Only then, as she prepared to cross the avenue, did she again spot the man in the fedora hat. He was at the opposite side of the street from where he’d stood before, but the caramel color of his coat was unmistakable. He was loitering in front of what looked like a Ford V8 parked nose-up on the sidewalk. Florence adjusted her shawl over her shoulders and crossed to the opposite corner of the plaza. When she turned back to look again, he was gone
Sunset was just then settling over Red Square. There seemed some hidden vision to be gleaned. A message about man’s chaotic spirit and his sombre dignity. His dignity and his power. His power and his purpose. She was sure that there was some thread there, but the burden of decoding it made her feel too tired
Moscow appeared to her as an Asiatic sprawl of twisting streets, wooden shanties, and horse cabs. But already another Moscow was rising up through the chaos of the first.
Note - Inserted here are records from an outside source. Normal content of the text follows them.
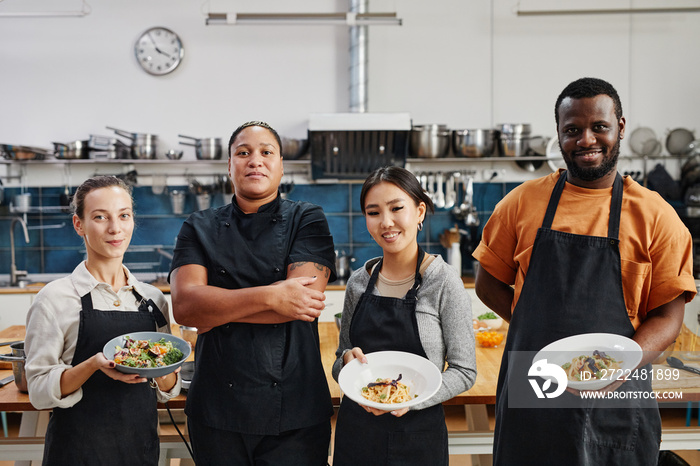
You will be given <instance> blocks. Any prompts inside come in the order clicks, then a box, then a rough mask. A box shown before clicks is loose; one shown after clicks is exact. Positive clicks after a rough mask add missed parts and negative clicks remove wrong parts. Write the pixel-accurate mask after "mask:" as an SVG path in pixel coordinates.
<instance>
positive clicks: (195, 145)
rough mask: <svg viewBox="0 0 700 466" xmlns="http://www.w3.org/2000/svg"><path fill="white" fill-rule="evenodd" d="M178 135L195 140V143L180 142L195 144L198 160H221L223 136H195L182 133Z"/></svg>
mask: <svg viewBox="0 0 700 466" xmlns="http://www.w3.org/2000/svg"><path fill="white" fill-rule="evenodd" d="M178 136H180V137H181V138H186V139H192V140H193V141H194V143H191V142H182V141H180V144H182V145H184V146H193V147H194V149H195V155H196V156H197V159H198V160H219V159H220V158H221V138H195V137H192V136H185V135H182V134H178Z"/></svg>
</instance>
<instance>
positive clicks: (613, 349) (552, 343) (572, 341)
mask: <svg viewBox="0 0 700 466" xmlns="http://www.w3.org/2000/svg"><path fill="white" fill-rule="evenodd" d="M594 350H598V351H601V352H604V353H605V354H606V355H608V356H610V357H612V358H615V359H616V360H618V361H622V363H621V364H620V366H621V369H622V370H623V371H624V372H623V373H624V374H628V372H627V371H628V370H629V371H633V370H634V369H635V368H636V367H637V365H638V364H639V361H641V360H642V348H641V347H640V346H639V345H638V344H637V342H636V341H634V340H632V339H630V338H627V337H623V336H622V335H616V334H614V333H584V334H581V335H574V336H571V337H567V338H562V339H561V340H557V341H555V342H553V343H550V344H548V345H547V346H545V347H544V348H542V349H541V350H540V351H539V352H538V353H537V354H536V355H535V357H534V358H533V360H532V362H535V361H539V360H540V359H543V358H546V359H547V363H549V364H556V365H558V366H561V365H562V364H564V363H567V362H571V360H572V359H573V358H575V357H576V356H581V355H583V354H587V355H592V354H593V351H594ZM611 379H612V380H608V379H605V380H598V379H595V380H588V381H581V382H579V381H573V380H569V381H568V382H567V386H568V387H571V388H575V389H577V390H600V389H601V388H604V387H607V386H608V385H610V384H611V383H613V382H614V381H615V380H614V378H613V377H611Z"/></svg>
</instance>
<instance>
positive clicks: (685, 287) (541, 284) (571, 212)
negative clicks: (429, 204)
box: [473, 170, 696, 328]
mask: <svg viewBox="0 0 700 466" xmlns="http://www.w3.org/2000/svg"><path fill="white" fill-rule="evenodd" d="M561 172H562V170H559V171H558V172H557V173H552V174H551V175H548V176H545V177H542V178H538V179H535V180H530V181H526V182H525V183H523V184H521V185H520V186H518V187H516V188H515V189H513V191H511V192H510V193H509V194H508V195H507V196H506V197H504V198H503V199H502V200H501V201H500V202H499V203H498V205H496V208H495V210H494V212H493V214H492V215H491V218H490V219H489V221H488V222H487V223H486V225H485V226H484V232H483V235H482V240H481V243H480V244H479V246H478V247H477V249H476V251H474V254H473V255H474V258H475V259H477V260H478V261H479V262H480V263H481V266H482V267H484V269H485V270H486V271H487V272H488V273H490V274H491V275H493V276H494V277H495V278H497V279H498V280H500V281H502V282H504V283H507V284H509V285H514V289H515V299H514V300H513V304H512V308H511V310H513V309H515V304H516V303H517V301H518V298H519V296H520V291H521V290H522V287H523V283H524V280H525V276H526V275H527V269H528V266H529V264H530V255H531V254H532V246H533V243H534V241H535V236H536V234H537V230H538V228H540V227H541V226H542V220H543V219H544V214H545V211H546V210H547V204H548V203H549V198H550V196H551V194H552V190H553V189H554V185H555V184H556V182H557V180H558V179H559V176H560V173H561ZM611 196H612V188H608V189H586V188H581V187H578V186H574V185H572V184H570V183H568V182H567V183H566V186H565V187H564V192H563V193H562V195H561V199H560V200H559V205H558V207H557V212H556V215H555V216H554V221H553V222H552V229H553V230H558V231H563V232H567V233H572V234H577V235H587V236H602V237H606V236H607V233H608V218H609V216H610V198H611ZM619 244H620V246H619V247H620V257H621V262H622V263H621V268H622V288H623V293H624V297H625V305H626V306H627V314H628V315H629V318H630V321H631V322H632V325H633V326H634V327H635V328H637V327H638V326H639V325H640V324H641V322H642V321H643V320H644V318H645V317H646V314H647V312H649V311H650V310H652V309H655V308H657V307H659V306H661V305H663V304H666V303H668V302H670V301H672V300H673V299H675V298H676V297H678V296H679V295H680V294H682V293H684V292H685V300H686V302H689V301H690V300H691V299H693V297H694V296H695V293H696V288H695V279H694V278H693V240H692V237H691V235H690V232H689V231H688V228H687V227H686V226H685V225H684V224H683V222H682V221H681V219H680V218H679V217H678V214H676V212H675V210H674V209H673V207H672V206H671V205H670V204H668V203H667V202H666V201H665V200H664V199H663V198H662V197H661V196H659V195H658V194H657V193H656V192H653V191H650V190H648V189H646V188H644V187H642V186H640V185H639V184H638V183H637V182H636V181H634V180H633V179H632V178H631V177H628V176H627V177H624V190H623V195H622V212H621V216H620V243H619ZM541 285H542V289H543V290H545V289H546V286H547V284H546V283H542V284H541ZM591 293H595V290H591Z"/></svg>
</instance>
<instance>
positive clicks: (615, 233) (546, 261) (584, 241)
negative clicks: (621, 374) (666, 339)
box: [494, 172, 661, 466]
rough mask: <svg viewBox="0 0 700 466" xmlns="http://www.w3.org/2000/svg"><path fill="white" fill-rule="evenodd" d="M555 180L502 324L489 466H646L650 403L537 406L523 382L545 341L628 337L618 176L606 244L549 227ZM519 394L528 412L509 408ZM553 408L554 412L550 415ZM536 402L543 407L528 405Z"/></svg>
mask: <svg viewBox="0 0 700 466" xmlns="http://www.w3.org/2000/svg"><path fill="white" fill-rule="evenodd" d="M565 183H566V172H562V174H561V175H560V178H559V180H558V182H557V184H556V186H555V188H554V190H553V192H552V195H551V198H550V201H549V205H548V206H547V212H546V214H545V218H544V221H543V222H542V227H541V228H540V229H539V230H538V232H537V237H536V239H535V243H534V246H533V250H532V257H531V259H530V266H529V268H528V272H527V276H526V278H525V282H524V283H523V288H522V292H521V294H520V298H519V299H518V303H517V305H516V307H515V310H514V312H513V318H512V320H511V322H510V328H509V331H508V339H507V341H506V347H505V349H504V354H503V361H502V363H501V370H500V373H499V377H498V393H497V399H496V428H495V438H494V464H496V465H504V466H511V465H555V466H556V465H570V464H571V465H595V466H600V465H635V466H637V465H647V464H648V465H656V464H657V460H658V450H659V443H660V440H661V419H660V416H659V411H658V405H657V404H656V401H649V400H634V399H632V400H626V401H624V402H622V401H615V402H614V403H615V404H612V405H611V404H610V403H609V402H608V401H607V400H595V401H593V400H583V399H581V398H579V397H576V396H575V395H572V394H571V393H569V392H564V393H563V394H562V395H560V396H559V397H557V398H552V399H546V400H539V399H537V398H536V396H535V394H534V391H533V390H532V389H531V387H530V386H529V383H528V381H527V378H528V374H527V372H528V369H529V367H530V364H532V357H533V356H534V354H535V352H536V351H539V350H540V349H542V348H543V347H544V346H546V345H547V344H549V343H551V342H553V341H556V340H559V339H561V338H564V337H568V336H571V335H577V334H583V333H596V332H604V333H616V334H619V335H624V336H626V337H630V338H631V337H632V336H633V335H634V333H635V330H634V327H633V326H632V324H631V323H630V319H629V316H628V314H627V308H626V306H625V300H624V294H623V291H622V274H621V261H620V251H619V246H618V244H619V229H620V212H621V206H622V191H623V181H622V177H621V176H620V175H619V174H618V175H617V177H616V179H615V182H614V184H613V189H612V200H611V203H610V219H609V221H608V237H594V236H584V235H574V234H570V233H565V232H561V231H554V230H552V229H551V225H552V220H553V219H554V214H555V212H556V208H557V205H558V203H559V198H560V196H561V193H562V192H563V190H564V185H565ZM650 367H651V365H647V367H646V368H645V369H650ZM617 391H618V392H620V391H645V392H650V391H651V382H650V380H649V379H647V380H644V381H642V380H637V381H635V380H630V381H628V382H625V383H624V384H622V386H621V387H619V388H618V389H617ZM509 397H510V398H511V400H509ZM523 397H531V399H530V400H527V398H525V400H526V401H525V405H526V406H528V407H525V408H522V407H512V406H513V405H512V404H510V407H509V402H511V403H512V400H514V399H517V400H519V403H520V404H521V405H522V403H523ZM555 402H556V403H559V404H557V405H556V406H561V407H557V408H551V406H552V404H551V403H555ZM606 402H607V403H608V404H607V405H606ZM538 403H539V406H545V405H544V404H543V403H550V404H549V405H547V406H549V407H537V406H538ZM530 406H533V407H530ZM571 406H574V407H571Z"/></svg>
Streets built to accommodate donkey tracks have been torn open and replaced with boulevards broader than two or three Park Avenues. On the sidewalks, pedestrians were being detoured onto planks around enormous construction pits. A smell of sawdust and metal filings hung in the air
Sergey described the mighty furnaces and plants rising up from the steppes. “How far we’ve come. How much work there is still to do!” She would have to see it herself one day, with her own eyes. Florence reread the last line with a turbulent flip in her stomach. Was this an invitation?